Le comprendía muy bien y así se lo manifesté. "Yo también, a mi manera, he renunciado y me he retirado a mis raíces, a mis gentes, aquí en la maderada". Pero le advertí: se hacía algunas ilusiones. Porque allí, en América, vi al pueblo en lo más alto de la revolución, un pueblo más elemental que este y...no resultó, la verdad. "La mayoría de aquellos jefes no querían más que lo que condenaban: dinero, amigas y poder".



Le conté.  Yo fui más cómodo y más cobarde, pensé en mí y me aseguré el porvenir. Hice dinero, "y  cuando me aburrí de hacerlo, me encontré entre la gente que usted dijo; ésa sin pulso, de buenas formas egoístas y cobardes". Me asqueaba ser uno de ellos, yo había sido otra cosa, me fui despegando. Y buscaba la felicidad en lo más sencillo: un paseo, el ruido de una fuente o unas palabras con un amigo.

Me faltaba algo: "el acento de mi gente, sus giros, sus maneras". Me entró nostalgia , o neurosis como decían los médicos, me vine y aquí estoy, "tirando de la vida".

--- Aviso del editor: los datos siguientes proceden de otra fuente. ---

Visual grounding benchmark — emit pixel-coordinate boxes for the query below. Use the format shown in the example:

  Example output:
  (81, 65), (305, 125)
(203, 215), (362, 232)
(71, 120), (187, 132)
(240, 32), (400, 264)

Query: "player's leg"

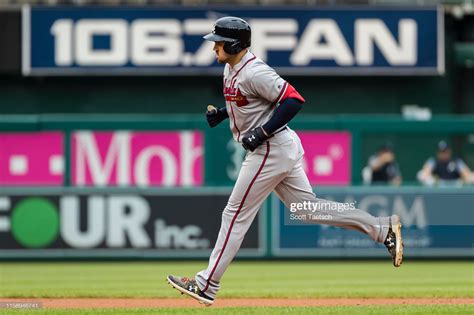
(275, 134), (403, 267)
(196, 142), (294, 298)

Guardamos silencio, habló el sacerdote: "Puede que tenga usted razón, puede que tampoco el pueblo...¿Qué nos depara la Providencia? Yo creo, sin embargo, ...que el pueblo es más verdadero." Le contesté: "Seguramente. la piedra es siempre más verdad que el papel". 

Seguimos hablando, ya en la noche oscura. Éramos dos vidas retiradas a su invierno. Al despedirme, le dije que iba a mandarle a una muchacha, para que hablara con él. Pensaba en Paula, le haría bien una conversación con este cura tan extraño y tan sabio.

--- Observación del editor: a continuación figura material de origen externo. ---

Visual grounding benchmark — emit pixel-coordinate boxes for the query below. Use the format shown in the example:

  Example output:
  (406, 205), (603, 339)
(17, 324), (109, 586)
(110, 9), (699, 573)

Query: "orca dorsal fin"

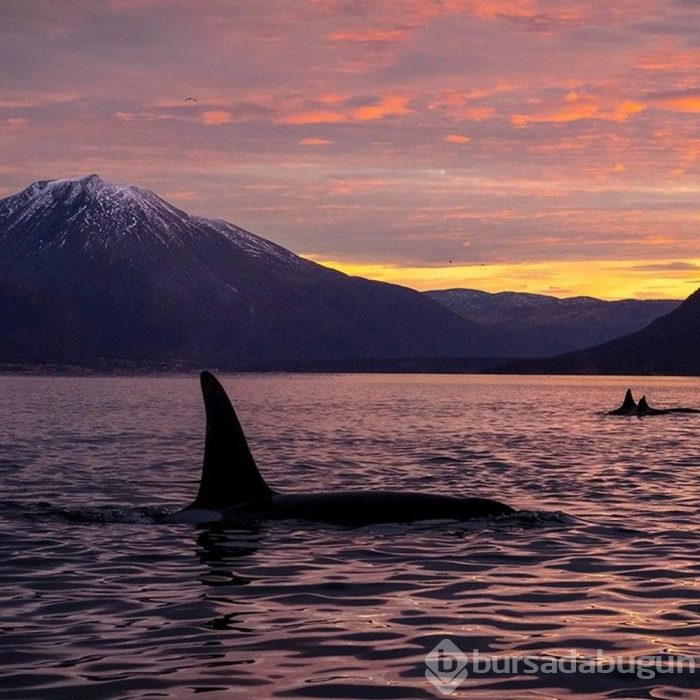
(608, 389), (637, 416)
(620, 389), (637, 413)
(190, 372), (272, 509)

Cuando llegué al campamento, Paula estaba despierta, creía que me había pasado algo. Le dije que sí me había pasado y que mañana le podía pasar a ella. Le aconsejé que fuera a ver al cura de mi parte y hablara con él. Que lo hiciera "como cuando te hablas tú sola". Inclinó la cabeza y me dio las gracias. Los dos tardamos en dormirnos, cada uno con lo nuestro.

Aquí doy por finalizado mi relato. La próxima vez, Paula tendrá la palabra.

Les saluda: Francisco, el Americano.

Un abrazo para los que pasáis por aquí de:

María Ángeles Merino


6 comentarios:

Pedro Ojeda Escudero dijo...

Me gusta cómo alternas estas voces. Solo desde la polifonía se puede componer la novela, un acierto. El Americano es un personaje sólido en un medio líquido.

Ele Bergón dijo...

El Americano es uno de los personajes que está lleno de dignidad y la conversación con el cura también. Es curioso que tanto el irlandés como el Americano vengan de otros países de sengañados de la vida que allí les había tocado vivir y llegan a España con su dictadura.

Espero que hayas recibido la foto del magnolio en flor. Lo estamos pasando bien. Ya te cotaré. Disfruta en Aranjuez
Besos

Edurne dijo...

Me encanta este toma y daca entre el americano y el cura... Bueno, en realoidad, me encanta tu forma de comentar las lecturas. Yo también me he bebido este comentario de hoy, como los otros el sermón del cura...
Muchas gracias por compartir de esta forma tan amena.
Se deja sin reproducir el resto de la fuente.